The proposal, which had the support of San Martín and Miguel Martín de Güemescontemplated the monarchical restoration that Europe was experiencing (a republic in the South of the world would be irritating for the victors of Napoleon), the unity of Ibero-America and the beginning of a democratizing process under a kind of constitutional monarchy with Juan Bautista Condorcanqui (Túpac Amaru) at the head and controlled by a lifetime chamber of caciques and another of elected deputies.

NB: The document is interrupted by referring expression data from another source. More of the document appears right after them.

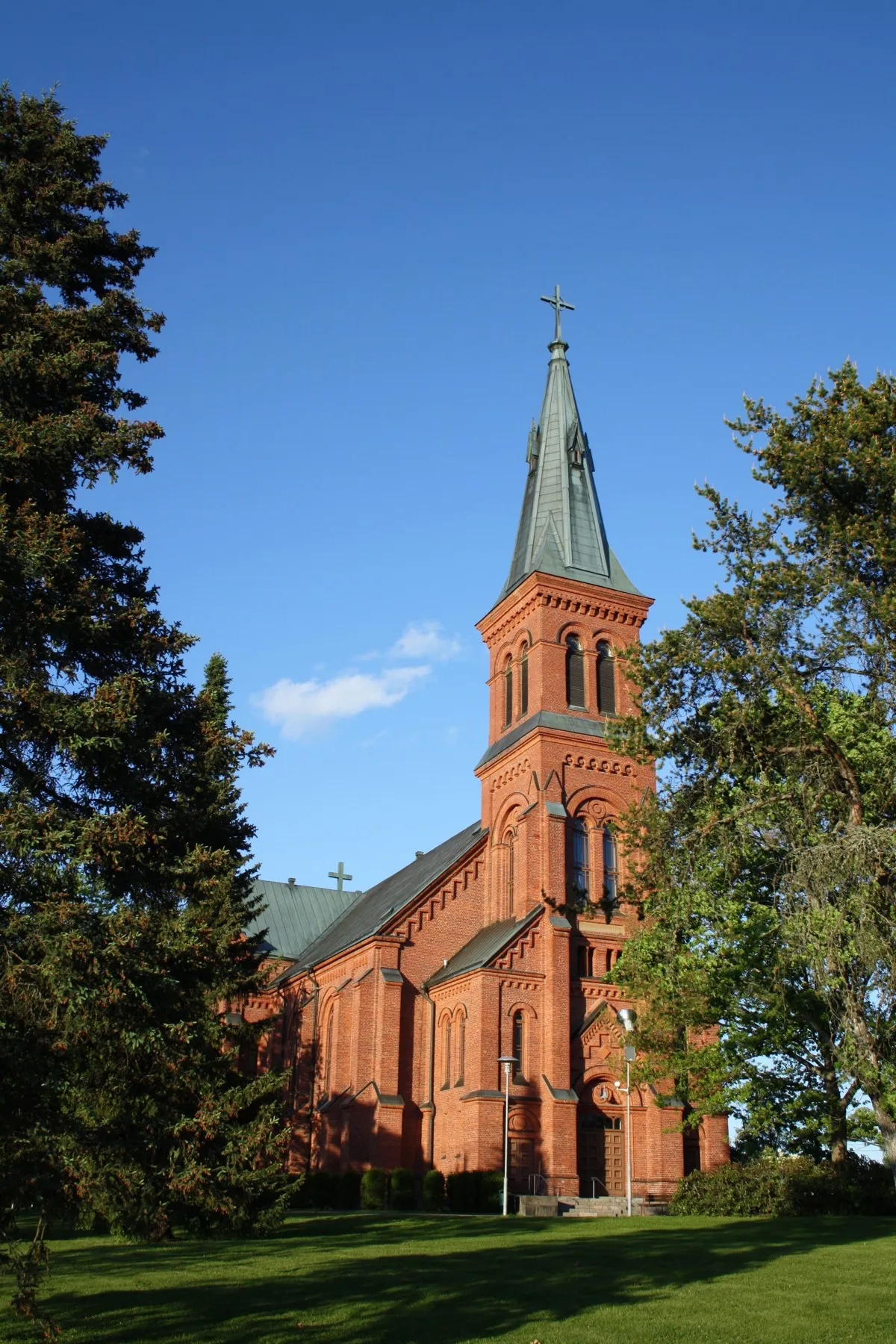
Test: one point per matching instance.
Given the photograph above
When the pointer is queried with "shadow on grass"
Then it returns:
(347, 1280)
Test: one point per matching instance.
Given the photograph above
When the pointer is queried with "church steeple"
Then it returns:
(561, 526)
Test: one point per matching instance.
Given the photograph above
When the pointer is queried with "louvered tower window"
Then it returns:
(508, 841)
(606, 680)
(519, 1074)
(461, 1050)
(579, 858)
(508, 692)
(609, 865)
(575, 673)
(524, 680)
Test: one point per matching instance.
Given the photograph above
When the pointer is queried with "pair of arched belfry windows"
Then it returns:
(606, 687)
(524, 685)
(581, 860)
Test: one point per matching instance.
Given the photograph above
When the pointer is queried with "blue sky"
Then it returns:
(356, 210)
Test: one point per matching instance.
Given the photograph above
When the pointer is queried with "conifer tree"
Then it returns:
(768, 862)
(124, 850)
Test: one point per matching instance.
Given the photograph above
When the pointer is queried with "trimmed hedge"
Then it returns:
(374, 1186)
(349, 1189)
(788, 1187)
(320, 1189)
(476, 1192)
(492, 1192)
(435, 1192)
(402, 1192)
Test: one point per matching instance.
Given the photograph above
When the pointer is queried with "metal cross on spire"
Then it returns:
(556, 304)
(340, 875)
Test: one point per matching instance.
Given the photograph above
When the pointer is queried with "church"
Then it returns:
(395, 1006)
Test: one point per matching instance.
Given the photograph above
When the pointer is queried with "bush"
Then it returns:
(435, 1192)
(402, 1192)
(788, 1187)
(464, 1192)
(349, 1189)
(374, 1184)
(491, 1192)
(320, 1189)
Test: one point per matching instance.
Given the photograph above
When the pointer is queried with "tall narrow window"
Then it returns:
(519, 1071)
(606, 680)
(508, 841)
(579, 858)
(609, 865)
(575, 673)
(524, 680)
(328, 1053)
(461, 1046)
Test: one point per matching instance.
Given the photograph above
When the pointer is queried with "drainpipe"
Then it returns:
(432, 1097)
(314, 1071)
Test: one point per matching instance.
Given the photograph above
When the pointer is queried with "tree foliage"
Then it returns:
(768, 859)
(125, 877)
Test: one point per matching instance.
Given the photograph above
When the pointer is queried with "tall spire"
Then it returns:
(561, 526)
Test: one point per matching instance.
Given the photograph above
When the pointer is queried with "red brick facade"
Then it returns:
(396, 1036)
(402, 1074)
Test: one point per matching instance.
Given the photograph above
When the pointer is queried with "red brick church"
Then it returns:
(395, 1004)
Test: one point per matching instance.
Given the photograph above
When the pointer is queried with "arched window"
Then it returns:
(328, 1053)
(609, 865)
(508, 841)
(519, 1043)
(579, 858)
(448, 1053)
(461, 1046)
(606, 680)
(524, 680)
(575, 673)
(508, 692)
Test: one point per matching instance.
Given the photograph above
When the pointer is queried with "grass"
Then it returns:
(388, 1280)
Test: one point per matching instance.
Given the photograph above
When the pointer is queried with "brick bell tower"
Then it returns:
(553, 788)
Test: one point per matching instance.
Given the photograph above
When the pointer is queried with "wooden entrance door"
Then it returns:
(602, 1163)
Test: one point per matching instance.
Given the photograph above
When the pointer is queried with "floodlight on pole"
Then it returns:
(628, 1016)
(507, 1061)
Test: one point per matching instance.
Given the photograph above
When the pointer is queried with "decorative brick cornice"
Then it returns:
(583, 600)
(602, 764)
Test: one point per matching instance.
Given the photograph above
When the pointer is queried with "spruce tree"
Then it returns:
(768, 862)
(125, 874)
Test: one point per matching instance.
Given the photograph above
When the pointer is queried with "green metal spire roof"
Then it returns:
(561, 526)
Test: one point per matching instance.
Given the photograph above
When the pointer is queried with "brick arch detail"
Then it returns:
(505, 816)
(609, 799)
(601, 1074)
(573, 628)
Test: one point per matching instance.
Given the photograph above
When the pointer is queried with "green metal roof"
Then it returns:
(484, 947)
(561, 526)
(293, 917)
(374, 909)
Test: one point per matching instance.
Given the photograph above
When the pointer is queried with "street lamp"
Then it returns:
(507, 1061)
(628, 1016)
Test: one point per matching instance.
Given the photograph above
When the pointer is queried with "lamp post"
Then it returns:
(628, 1018)
(507, 1061)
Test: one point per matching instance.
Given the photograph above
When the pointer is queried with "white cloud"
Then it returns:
(426, 640)
(299, 706)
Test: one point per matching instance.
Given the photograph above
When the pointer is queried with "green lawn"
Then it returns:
(381, 1280)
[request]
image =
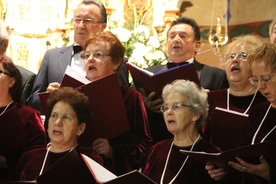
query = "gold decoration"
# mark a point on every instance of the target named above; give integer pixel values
(219, 37)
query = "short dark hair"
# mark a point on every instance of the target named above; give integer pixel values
(103, 14)
(77, 100)
(265, 53)
(189, 21)
(9, 66)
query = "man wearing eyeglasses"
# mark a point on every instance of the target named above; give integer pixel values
(89, 17)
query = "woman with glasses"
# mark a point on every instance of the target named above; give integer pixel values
(239, 99)
(262, 118)
(104, 54)
(184, 110)
(21, 128)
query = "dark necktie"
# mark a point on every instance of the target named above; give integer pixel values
(77, 49)
(171, 65)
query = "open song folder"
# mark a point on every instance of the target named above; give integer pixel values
(109, 116)
(249, 153)
(154, 82)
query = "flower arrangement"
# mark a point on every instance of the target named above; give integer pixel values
(142, 48)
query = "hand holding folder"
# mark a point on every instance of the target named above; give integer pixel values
(249, 153)
(102, 175)
(109, 116)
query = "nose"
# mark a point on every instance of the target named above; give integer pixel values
(260, 84)
(58, 122)
(177, 38)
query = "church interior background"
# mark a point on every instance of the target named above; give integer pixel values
(36, 26)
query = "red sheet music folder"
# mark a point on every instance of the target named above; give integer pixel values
(228, 128)
(109, 116)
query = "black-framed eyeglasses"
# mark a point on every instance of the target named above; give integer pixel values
(264, 79)
(242, 56)
(97, 55)
(2, 72)
(86, 22)
(174, 107)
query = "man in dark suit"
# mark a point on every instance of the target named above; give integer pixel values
(28, 79)
(183, 40)
(89, 17)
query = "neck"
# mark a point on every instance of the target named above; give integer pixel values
(5, 101)
(185, 139)
(238, 90)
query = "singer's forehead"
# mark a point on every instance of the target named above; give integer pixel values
(182, 28)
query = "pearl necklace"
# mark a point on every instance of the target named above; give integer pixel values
(6, 108)
(164, 170)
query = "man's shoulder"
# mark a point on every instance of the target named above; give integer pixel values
(156, 68)
(59, 49)
(25, 71)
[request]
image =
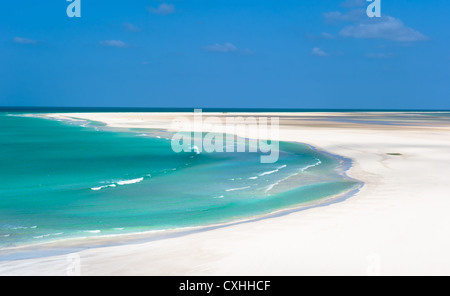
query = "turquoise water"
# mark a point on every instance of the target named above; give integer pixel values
(64, 179)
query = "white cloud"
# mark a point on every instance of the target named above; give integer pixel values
(21, 40)
(319, 52)
(227, 47)
(113, 43)
(386, 27)
(131, 28)
(163, 9)
(327, 35)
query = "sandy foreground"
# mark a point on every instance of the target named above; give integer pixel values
(397, 224)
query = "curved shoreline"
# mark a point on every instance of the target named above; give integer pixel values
(397, 217)
(71, 244)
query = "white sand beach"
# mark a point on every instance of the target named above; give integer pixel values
(397, 224)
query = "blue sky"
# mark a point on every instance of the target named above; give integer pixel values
(226, 54)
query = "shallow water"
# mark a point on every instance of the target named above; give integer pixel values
(64, 179)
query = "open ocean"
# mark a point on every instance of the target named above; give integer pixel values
(70, 179)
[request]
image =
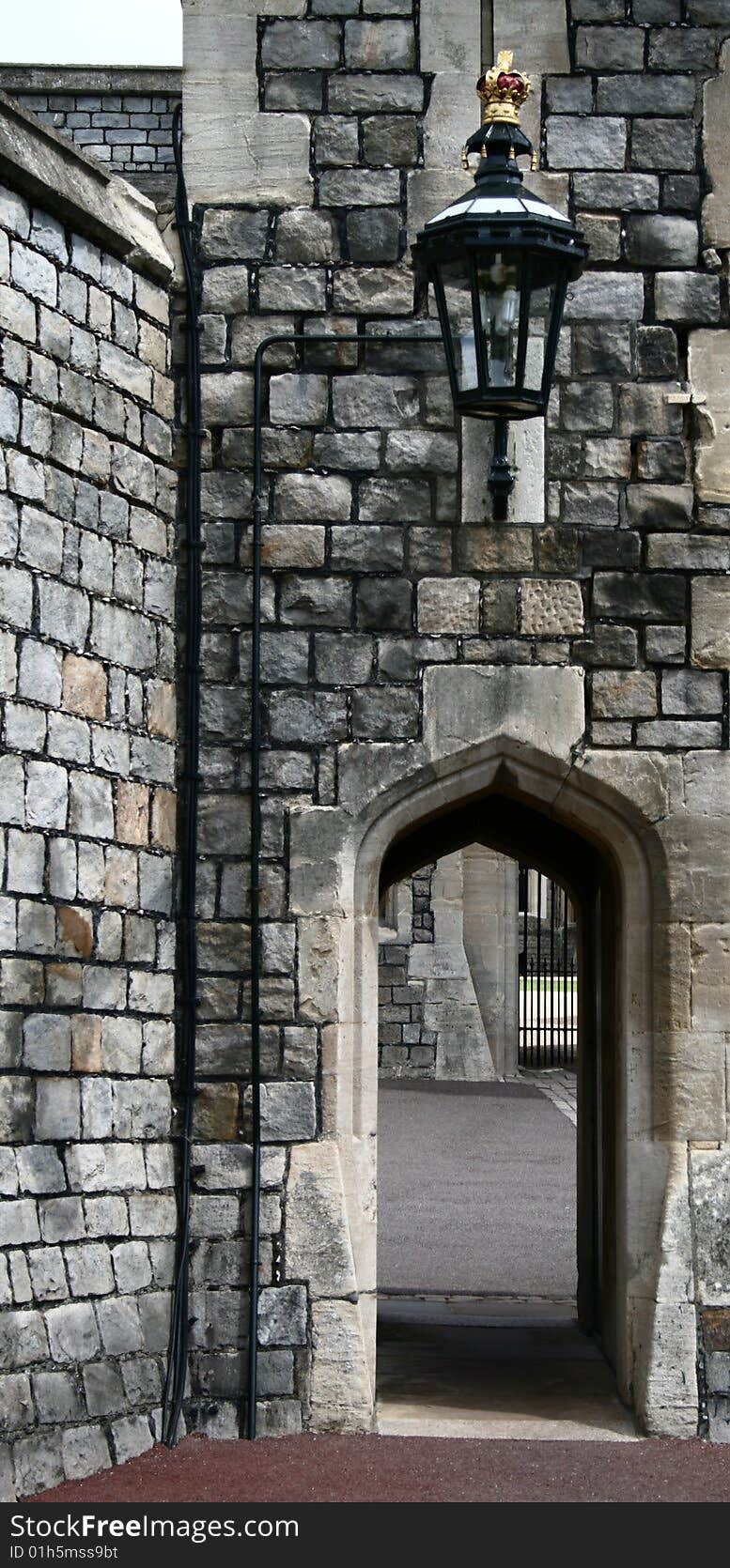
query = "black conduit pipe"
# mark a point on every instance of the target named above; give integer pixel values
(187, 936)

Belgrano’s initiative was shipwrecked by the opposition of the representatives of Buenos Aires, with Tomás Manuel Anchorena at the head, who considered it inadmissible to be “mandated” by a “monarch of the caste of chocolates”, by “a king on dirty legs” , for a “monarchy in flip flops”.

so things there was a declaration of independence, but the form of government and the national organization would be left for another opportunity. That is, for the resolution of the civil wars that would take much of what remained of the nineteenth century.

lover, father, warrior

There was still a celebration, because a step forward is a step forward. And dance. So Belgrano, now again Manuel, He fell in love with a beautiful 18-year-old girl (he was already 46): María Dolores Helguero Liendo.

Once again, love will be marked by war (in August 1816 he will once again lead the Army of the North) and by disagreement (María Dolores’s parents would “marry her” to someone else). It is that Don Victoriano Helguero, the aristocratic father of María Dolores, decided that her daughter should marry another man. Or rather: with a man in her position. That’s how it was done. However, business is not always carried out with love. The new and “dear” husband ended up abandoning the beautiful María Dolores.

And since love is stronger (or usually is) Manuel and María Dolores met again, loved each other and even enjoyed a brief coexistence. But they couldn’t get married. It was obvious: she was already married. Even so They had a daughter. On May 4, 1819, Manuela Mónica del Corazón de Jesús was born.

After all that love began to wane. Belgrano had to leave the command for health reasons (the dropsy caused great pain in his legs) and move to Buenos Aires. When Manuela turned 5 years old, she was taken to Buenos Aires to live with her aunt, Juana Belgrano de Chas.

Belgrano and María Dolores Helguero Liendo were the parents of a girl, Manuela Mónica del Corazón de Jesús, on May 4, 1819.

Pigna assures that although Belgrano does not mention Manuela as a legitimate daughter in his will, he asked his brother and executor, Domingo Estanislao, to “secretly, having paid all his debts, apply the remainder of his assets in favor of a natural daughter named Manuela Mónica who had left in Tucumán for just over a year”.

a heart too big

“My heart is frank and cannot hide its feelings: I also love sincerity and I could not live in the midst of the chicanery that would be necessary to preserve a deception; I have only lied to poor women, telling them that I love them, never having given my heart to any of them.”Belgrano wrote in a letter addressed to Güemes three years before he died, in December 1817.

Dr. Juan Sullivan, who performed the autopsy on Manuel Belgrano, said that he had a heart larger than ordinary mortals. Perhaps that is why he could never “give” it to a single woman. However, like a house with many rooms, it had occasional inhabitants (María Josefa, María Dolores) and also definitive ones: the independence of the Homeland, the freedom of all men and all women.

Manuel Belgrano died at 7 in the morning on June 20, 1820. He was 50 years old. That day was icy, in anticipation of winter. The last hours were of agony and loneliness in his father’s house (at Avenida Belgrano 430 today); surrounded by austerity and poverty. He was buried in the atrium of the Santo Domingo Convent. No honors. With a heart too big.